You pull out of nowhere that most people against AI are not artists, but that kind of claim needs some support behind it. Similarly to how you claim that people against AI art have nothing against using other people's work for memes without their consent. That kind of whataboutism does not contribute to the discussion, as it is just pointing to a "but they do that so I can do this" lame excuse. Sure, people should be more respectful about other people's images, so what.

Even with all of this, I do agree that using people's images for memes without their consent is bad. Doubt it can be stopped but I'd not be surprised if they are strongly affected by it. Empathy is scarce these days and makes me act a bit more bitter on the internet.

[–] porcoesphino@mander.xyz 2 points 3 days ago

I'd argue memes that duplicate other peoples work are common but questionable on the ethical front.

Kind of like how alcohol consumption is common and got shoehorned in through our long history with it but newer drugs are more likely to have people question their cost to society (and demonise them usually for political gain, still many have some obvious costs).

[–] sznowicki@lemmy.world 2 points 3 days ago

Even tho the legal team at my work claims it's not true I know it is.
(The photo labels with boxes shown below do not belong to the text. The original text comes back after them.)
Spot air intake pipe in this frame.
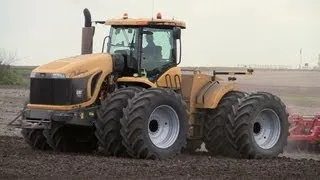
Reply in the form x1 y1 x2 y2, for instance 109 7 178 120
81 8 94 54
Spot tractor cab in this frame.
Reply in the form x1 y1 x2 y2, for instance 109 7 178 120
102 13 185 82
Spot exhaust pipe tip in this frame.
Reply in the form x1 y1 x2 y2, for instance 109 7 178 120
83 8 92 27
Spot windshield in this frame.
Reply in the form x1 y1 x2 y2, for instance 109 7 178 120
141 28 175 76
107 27 138 58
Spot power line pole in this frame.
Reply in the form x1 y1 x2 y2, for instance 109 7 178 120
299 48 302 69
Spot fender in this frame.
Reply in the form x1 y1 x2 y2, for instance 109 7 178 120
196 81 239 109
117 77 157 87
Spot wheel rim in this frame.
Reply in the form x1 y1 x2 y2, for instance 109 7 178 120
148 105 180 149
253 109 281 149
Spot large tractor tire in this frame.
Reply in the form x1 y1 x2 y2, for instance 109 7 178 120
21 129 51 151
233 92 289 159
120 88 188 159
95 87 142 156
202 91 245 157
43 122 98 153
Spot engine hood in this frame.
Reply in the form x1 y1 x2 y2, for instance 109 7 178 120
32 53 113 78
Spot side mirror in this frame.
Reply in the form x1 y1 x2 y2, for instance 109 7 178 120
173 27 181 39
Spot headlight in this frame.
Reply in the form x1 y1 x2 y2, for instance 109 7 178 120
51 73 66 79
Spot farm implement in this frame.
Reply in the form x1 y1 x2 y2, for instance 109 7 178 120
288 114 320 152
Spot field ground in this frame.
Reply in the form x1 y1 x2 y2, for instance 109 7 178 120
0 68 320 179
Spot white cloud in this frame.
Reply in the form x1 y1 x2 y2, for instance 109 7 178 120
0 0 320 66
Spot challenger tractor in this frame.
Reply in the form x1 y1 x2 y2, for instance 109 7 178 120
11 9 289 159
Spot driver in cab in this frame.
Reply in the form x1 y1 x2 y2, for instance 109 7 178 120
143 34 162 60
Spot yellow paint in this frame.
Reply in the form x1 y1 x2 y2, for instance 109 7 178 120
196 81 238 109
32 53 112 78
28 54 113 111
117 77 157 87
156 67 181 89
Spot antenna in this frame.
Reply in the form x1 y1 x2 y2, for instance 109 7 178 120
151 0 155 19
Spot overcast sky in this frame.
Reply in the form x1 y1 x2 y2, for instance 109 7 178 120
0 0 320 66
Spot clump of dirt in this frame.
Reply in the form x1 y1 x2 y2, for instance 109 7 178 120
0 136 320 179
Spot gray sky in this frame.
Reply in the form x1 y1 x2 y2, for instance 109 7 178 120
0 0 320 66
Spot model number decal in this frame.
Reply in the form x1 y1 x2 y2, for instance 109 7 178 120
69 67 88 77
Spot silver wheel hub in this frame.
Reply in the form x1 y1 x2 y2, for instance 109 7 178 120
148 105 180 149
253 109 281 149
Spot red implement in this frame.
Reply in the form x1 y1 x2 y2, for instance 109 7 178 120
288 115 320 144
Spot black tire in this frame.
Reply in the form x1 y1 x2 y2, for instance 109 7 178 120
21 129 51 151
120 88 188 159
233 92 289 159
203 91 245 157
95 87 142 156
43 122 98 153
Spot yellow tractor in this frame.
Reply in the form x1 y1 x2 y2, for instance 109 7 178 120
11 9 289 159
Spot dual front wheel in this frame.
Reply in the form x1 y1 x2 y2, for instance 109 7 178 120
96 87 188 159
Meme license.

That's why.

[–] Max_P@lemmy.max-p.me 2 points 3 days ago* (last edited 2 days ago) (1 children)

Because fear and hypocrisy, and pretending we're somehow special as humans. It's okay for us to copy this style, and replicate this drum set, and sample these sounds. We're okay torrenting stuff because screw the big rich studios. We're okay buying knockoff stuff because it's cheaper.

We only care because it's started crushing small creators struggling to make a living, and AI can gobble up training data faster than any human reasonably can in a lifetime.
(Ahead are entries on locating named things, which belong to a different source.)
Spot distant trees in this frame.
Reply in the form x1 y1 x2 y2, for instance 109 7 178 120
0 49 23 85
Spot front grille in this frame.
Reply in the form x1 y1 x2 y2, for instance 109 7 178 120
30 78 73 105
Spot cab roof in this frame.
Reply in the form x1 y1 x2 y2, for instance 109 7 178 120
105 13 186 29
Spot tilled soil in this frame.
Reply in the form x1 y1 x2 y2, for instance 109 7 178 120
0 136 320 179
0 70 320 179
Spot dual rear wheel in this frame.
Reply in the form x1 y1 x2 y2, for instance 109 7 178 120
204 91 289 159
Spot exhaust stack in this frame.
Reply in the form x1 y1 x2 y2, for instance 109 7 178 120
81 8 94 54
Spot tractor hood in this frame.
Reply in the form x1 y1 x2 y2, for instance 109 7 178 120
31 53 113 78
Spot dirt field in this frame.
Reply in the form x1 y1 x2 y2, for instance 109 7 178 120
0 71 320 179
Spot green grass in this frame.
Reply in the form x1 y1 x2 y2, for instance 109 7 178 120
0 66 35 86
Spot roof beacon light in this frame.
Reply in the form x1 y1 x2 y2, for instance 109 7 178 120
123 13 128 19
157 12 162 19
Intellectual property has always been broken, AI just exposes the problem more clearly. It's always been a double-standard.

[–] Doomsider@lemmy.world 1 points 2 days ago

This is a well reasoned response. For sure the problem is just exacerbated by AI. The real problem is Intellectual Property in the first place.

[–] Hackworth@sh.itjust.works 1 points 3 days ago
[–] TheLeadenSea@sh.itjust.works 0 points 3 days ago (2 children)

I don't believe information can be stolen, just copied. Copying it doesn't remove it from the original person, so it's not theft and not bad.

[–] porcoesphino@mander.xyz 1 points 3 days ago* (last edited 3 days ago)

If you're a small family store that makes an amazing recipe and people love it, and you keep that recipe a secret. You're honestly okay with a competitor stealing it? Not a competitor making a bad ripoff, but finding a way to get the recipe and using that to clone the meal for a profit.

Obviously with larger companies it's easier to say fuck them but investing time in something and then having it taken is a hit even if its "information", isn't it?

[–] vinceman@lemmy.blahaj.zone -1 points 3 days ago

There is an art store in my city, they make fun little things out of sticks and woodwork, alongside original and commissioned art. Somebody decided they should just upload all of that companies designs to temu or some shit, and they actually had to shut down there online store in response. Does that seem fair to you? In the end it's just information being stolen, that almost led to a family run art shop being shuttered. By copying it, they actually did take sales away from them, and when we're talking designs, that is just straight up theft.